Je peux par contre juger du résultat, qui confirme tout ce qui fait la particularité de Capellani : un cinéma paradoxal, qui reprend la rigueur et l’artificialité du théâtre, et qui le mélange à un naturalisme forcené. Les tableaux fermement composés du réalisateur, ses manières très droites, viennent ici se marier à une esthétique brute, aux aspirations presque documentaires – c’est particulièrement frappant lors du passage à la foire, où les personnages et leur récit traversent, comme si de rien n’était, une foule de “figurants” occupés à regarder droit dans l’objectif, comme n’importe quels badauds intrigués par les caméras du cinéma premier…

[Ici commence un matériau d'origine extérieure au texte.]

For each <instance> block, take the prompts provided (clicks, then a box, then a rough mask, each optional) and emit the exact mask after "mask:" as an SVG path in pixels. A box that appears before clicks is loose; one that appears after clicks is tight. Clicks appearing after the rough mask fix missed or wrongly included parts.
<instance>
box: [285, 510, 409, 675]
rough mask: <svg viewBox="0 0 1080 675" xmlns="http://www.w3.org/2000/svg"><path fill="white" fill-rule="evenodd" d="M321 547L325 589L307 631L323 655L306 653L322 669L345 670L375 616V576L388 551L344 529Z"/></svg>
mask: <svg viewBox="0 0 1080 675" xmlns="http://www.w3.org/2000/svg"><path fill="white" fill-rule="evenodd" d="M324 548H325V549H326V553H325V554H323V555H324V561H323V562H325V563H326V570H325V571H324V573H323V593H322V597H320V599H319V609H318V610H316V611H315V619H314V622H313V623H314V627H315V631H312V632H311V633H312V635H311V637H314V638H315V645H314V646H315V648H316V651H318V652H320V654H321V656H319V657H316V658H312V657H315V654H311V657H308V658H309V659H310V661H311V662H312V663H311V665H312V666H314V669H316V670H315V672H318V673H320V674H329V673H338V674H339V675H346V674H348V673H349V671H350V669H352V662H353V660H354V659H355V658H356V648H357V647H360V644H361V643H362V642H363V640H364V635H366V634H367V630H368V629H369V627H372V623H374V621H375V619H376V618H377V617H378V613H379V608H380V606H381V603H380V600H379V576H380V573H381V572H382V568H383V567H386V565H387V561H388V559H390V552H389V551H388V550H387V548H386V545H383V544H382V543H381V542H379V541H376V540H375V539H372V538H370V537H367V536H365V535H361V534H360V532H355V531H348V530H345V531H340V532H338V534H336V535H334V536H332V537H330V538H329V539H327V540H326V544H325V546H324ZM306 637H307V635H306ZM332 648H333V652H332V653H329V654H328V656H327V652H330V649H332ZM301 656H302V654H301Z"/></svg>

Pas de frisson d’horreur, donc, comme sut parfois en produire le naturalisme littéraire, mais un captage déromantisé des extérieurs et de décors froidement réalistes – la mine de charbon, à l’image, n’est ainsi pas l’enfer noir qu’on pouvait imaginer, mais plutôt cet édifice droit, rectiligne, indifférent et dépeuplé, en plein air et en plein jour, au milieu duquel les corps en révolte s’agitent en toute lisibilité. S’il faut trouver une poétique au film, elle serait plutôt à chercher dans l’excès inverse : dans la vision de terre nues et vides (avec leur usine pâle qui trône quelque part au fond de l’image), jusqu’à ce final lonesome cowboy au beau milieu des champs.

La force narrative du film pâtit de ces parti-pris : le souffle romanesque qui traversait et déformait Le Chevalier de Maison-Rouge a disparu au profit d’une succession plus sage de moments factuels et dépassionnés, que seuls les excellents acteurs parviennent à faire vivre. Ce film, plus que tout autre, souligne combien Capellani excelle dans les chorégraphies de groupe : un homme qui réfléchit à l’avant-plan pendant que la foule s’excite derrière lui, la confrontation de deux prétendants autour desquels volète une femme apeurée, une assemblée d’ouvriers aux gestes patauds pénétrant timidement l’impeccable salon bourgeois… La configuration des corps, leurs rapports de force, permettent à eux seuls de raconter les différentes étapes de chaque scène (évitant par là-même l’usage de cartons de dialogues, les intertitres se contentant de présenter les situations – ce qui n’est d’ailleurs pas sans causer des problèmes d’identification aux personnages). Capellani, de par ce talent chorégraphique, devient tout puissant dès que la situation vire au chaos : les fils coupés de l’ascenseur, la panique dans la mine, l’image infernale et quasi-biblique de l’échelle dont les damnés tombent, la révolte finale… Autant de moments où la droiture de la forme vient tenir le désordre en respect.

Le dernier quart du film, fait d’affrontements et de catastrophes (ainsi que d’images traumatiques qui ne sont sans rappeler L’Usurier de Griffith), offre ainsi un beau terrain de jeu au cinéaste. Mais il est difficile d’investir le moment de quelconque émotion : la violence ici ne dénoue rien, la vision politique de Capellani restant passablement niaise (les cartons insistant sur le dépassement des clivages ouvriers/patrons, qui se « comprennent enfin » en vue de « temps meilleurs »)… Malgré les moyens déchaînés dans ce final, la puissance reste relativement absente d’un film qui n’accepte jamais, au fond, que le récit qu’il adapte puisse travailler sa vision du monde en profondeur.